И Шестак замолчал, налил ещё по стопочке и выпил. Маркел спросил:
– А дальше что?
– А дальше я у него спрашиваю: «Сколько дашь?!» Он говорит: «Двести рублей!» А сам весь трясётся. И тут меня лихость взяла! Я говорю: «А триста дашь?» Он помолчал и говорит: «А когда сделаешь? Мне надо скоро!» А я говорю: «Скорей не бывает!» Вот. И он молчит. А у него бритва была. Острющая! Паутинки пополам перерезывала. Ну, я и говорю: «Давай её сюда». Он дал. Я говорю: «А теперь отвернись». Он отвернулся. Я вначале нитку вытащил… Ну, ты это видел, и там было так же… И рульку раскрутил, и бритвой осторожно вычистил, а после нашим письмом выправил, а после персиянским, а после свернул обратно в рульку, нитку затащил, печать приставил, и поехали себе как ни в чём не бывало! И грамоту, как не бывало, отдали. И новый шах нас за неё благодарил.

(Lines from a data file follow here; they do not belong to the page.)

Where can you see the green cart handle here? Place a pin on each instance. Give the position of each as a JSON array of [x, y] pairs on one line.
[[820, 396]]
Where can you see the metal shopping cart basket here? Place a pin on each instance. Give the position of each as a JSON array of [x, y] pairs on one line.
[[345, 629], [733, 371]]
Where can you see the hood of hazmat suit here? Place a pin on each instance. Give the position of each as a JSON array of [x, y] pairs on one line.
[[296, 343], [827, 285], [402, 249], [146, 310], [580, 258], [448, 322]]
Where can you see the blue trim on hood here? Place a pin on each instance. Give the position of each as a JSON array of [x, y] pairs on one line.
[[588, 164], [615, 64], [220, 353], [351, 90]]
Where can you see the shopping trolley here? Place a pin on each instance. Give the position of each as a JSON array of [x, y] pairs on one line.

Тут Шестак тяжко вздохнул, налил, и они оба выпили. Маркел спросил:
– А что Васильчиков?
– А то! – в сердцах сказал Шестак. – Когда всё это сладилось, он говорит: «Ты погоди пока, я обернусь туда-сюда и привезу то, что было обещано». И поехал обратно на Русь, ему окольничего за это славное посольское дело выписали и посадили его в Думу боярам поддакивать.
– А что тебе? – спросил Маркел.
– А мне, – сказал Шестак, – дали вольную волю и оставили у персиян, чтобы меньше языком трепал.